Yüksek Sadakat - Haydi Gel İçelim (Video)
SADAKAT, -tl a. (ar.şadakat).
1. Bir hiç kimseye, bir şeye, gösterilen devamlı ve güvenilir bağlılık: Bir dostun sadakati.
2. Bir eş, bir sevgili için diğerine gösterilen bağlılık, bilhassa de onu aldatmama.
*Elektroakust. BAĞLlLlK'ın eşanlamlısı.
*Huk. Eşlerin sadakat borcu, evlilik birliği içinde eşlerin birbirlerine sadakat gösterme yükümlülüğü. (Eşler birbirlerini aldatmamakla yükümlüdürler [Med. k. md. 151], Sadakat borcunun yerine getirilmemesi eşlere zina ya da geçimsizlik sebebiyle boşanma davası açma hakkı verir.) || İşçinin sadakat borcu, işçinin yanında çalmış olduğu işveren zararına davranışlarda bulunamaması. (Mesela işçi, işverenin işe ilişkin sırrını saklamakla yükümlüdür. İşveren, işçinin sadakat borcunu yerine getirmemesi durumunda iş sözleşmesini feshedebilir. işçinin sadakat borcunu yerine getirmemesi yüzünden işveren zarara uğramışsa, bu zararın giderilmesini de isteyebilir [iş k. md. 17].)
SADAKAT çoğl. a. (ar. şadalfS nın çoğl. sadakat). Esk. Sadakalar.
*İsi. huk. Müslümanların ellerindeki zekât ve vergiye mevzu olan mallar ve para. (Bk. ansikl. böl.)

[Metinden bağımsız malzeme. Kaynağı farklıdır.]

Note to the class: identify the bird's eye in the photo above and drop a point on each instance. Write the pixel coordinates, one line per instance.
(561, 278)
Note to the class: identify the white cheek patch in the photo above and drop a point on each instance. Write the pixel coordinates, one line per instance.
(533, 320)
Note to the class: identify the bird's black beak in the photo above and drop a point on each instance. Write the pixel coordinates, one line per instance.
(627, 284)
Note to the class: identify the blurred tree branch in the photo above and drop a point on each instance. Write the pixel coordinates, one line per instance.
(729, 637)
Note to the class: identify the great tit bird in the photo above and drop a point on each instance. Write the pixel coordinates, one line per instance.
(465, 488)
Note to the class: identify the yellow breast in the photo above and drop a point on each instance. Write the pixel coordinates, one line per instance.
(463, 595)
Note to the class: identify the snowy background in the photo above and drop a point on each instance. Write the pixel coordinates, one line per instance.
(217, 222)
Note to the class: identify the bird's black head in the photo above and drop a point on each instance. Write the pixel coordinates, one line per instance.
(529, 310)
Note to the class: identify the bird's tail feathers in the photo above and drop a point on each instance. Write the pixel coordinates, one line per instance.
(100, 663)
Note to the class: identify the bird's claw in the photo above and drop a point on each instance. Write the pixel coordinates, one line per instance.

*ANSİKL. Fıkıh larında sadakat çoğu zaman emval-i batine ve emval-i zahire diye ikiye ayrılır. Emvali batine altın, gümüş, banknot benzer biçimde gizlenebilen, görülmeyen, sahibinden başkasının hesabını kati olarak bilemeyeceği malları ihtiva eder. İslam hukukunda bu tür malların zekâtı, sahibinin ahlaksal anlayış ve mesuliyet duygusuna bırakılır. Buna karşılık bina, toprak benzer biçimde gizlenemeyen, görünür mallar (emval-i zahire) beytümal (maliye) için gelir membaı sayılır ve devlet, sahibinin isteğine bakmaksızın bu mallardan zekât, aşâr benzer biçimde vergileri eğitim eder.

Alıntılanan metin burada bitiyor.